• David Guillot@discuss.tchncs.de
    link
    fedilink
    arrow-up
    1
    ·
    edit-2
    15 hours ago

    Hi @danielquinn@lemmy.ca , author here.

    Thanks for taking the time for such an in-depth comment 👍 . I’m gonna try to answer point by point.

    On different configurations and settings

    Although I strongly agree with your take (from your recent blog post) that if ENVIRONMENT == "prod": should never happen, I’m really surprised about this:

    Your configuration & settings should be identical between environments

    I think there’s a misunderstanding here. Here’s how I see it:

    • A “setting” is a constant your application needs at runtime to make a decision about its behavior
    • A “configuration” is a way of running your application, with some “settings” preset and some “settings” required from the “environment”
    • An “environment” is a place where your application runs under a certain “configuration” that you’ve chosen, and this “environment” provides the values for the “settings” your chosen “configuration” requires

    This way of thinking enables you to have multiple environments running the same configuration with different values for some settings.

    As for:

    how exactly to do expect to find & fix problems that only occur in production?

    From my experience, 99% of the time, problems that only occur in production are all about data and edge cases, not about configuration.

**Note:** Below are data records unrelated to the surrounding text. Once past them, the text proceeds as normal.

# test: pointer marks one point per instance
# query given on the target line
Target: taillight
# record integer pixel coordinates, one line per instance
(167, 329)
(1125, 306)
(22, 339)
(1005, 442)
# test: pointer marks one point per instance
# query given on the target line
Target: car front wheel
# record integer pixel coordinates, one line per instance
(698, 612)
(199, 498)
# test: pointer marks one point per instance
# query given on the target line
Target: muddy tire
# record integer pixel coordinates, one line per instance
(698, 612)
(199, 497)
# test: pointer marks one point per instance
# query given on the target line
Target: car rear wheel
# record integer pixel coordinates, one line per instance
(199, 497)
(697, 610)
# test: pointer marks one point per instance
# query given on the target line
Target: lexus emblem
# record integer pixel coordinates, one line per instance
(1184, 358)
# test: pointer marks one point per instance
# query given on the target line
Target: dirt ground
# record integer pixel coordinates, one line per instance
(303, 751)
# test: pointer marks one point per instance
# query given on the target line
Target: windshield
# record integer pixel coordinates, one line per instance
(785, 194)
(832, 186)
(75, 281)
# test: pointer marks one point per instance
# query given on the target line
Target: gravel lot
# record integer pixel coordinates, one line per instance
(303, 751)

And I’ve learned to avoid making the whole structure of my application constrained by 1% of the cases.

    On secrets-in-repo

    To be honest I have no experience with secrets-in-repo, and I am seeking feedback, but:

    secrets in the repo (…) requires a code change (+CI run, +deploy) to change any of the values.

    How changing of .env file is considered a code change? Of course it triggers a deploy, but it should not trigger a CI run, as the application behavior did not change, only some envvar in some environment. Changing an .env file is exactly as changing an envvar through your cloud provider console, with the only difference that the envvars are yours, which is pretty important to me.

    instead of just one environment to configure, you have potentially dozens: production, staging, testing, and one for every developer who’s ever worked there

    This has nothing to do with storing secrets in the repo, but everything to do with how many environments you have. I think many teams like to have at least one staging environment, don’t you think?

    how they might have stored the keys in plain text on their machine

    I don’t see any difference with the infamous ~/.aws/credentials file that we all have on our work computer, that allows an attacker to fetch all secrets from all environments with the right AWS API calls. Yes, a developer who gets their laptop stolen and who did not encrypt the disk represents a huge risk to their company.

    When Steve gets fired, how many files do you have to decrypt, edit, and re-encrypt to rotate the secrets?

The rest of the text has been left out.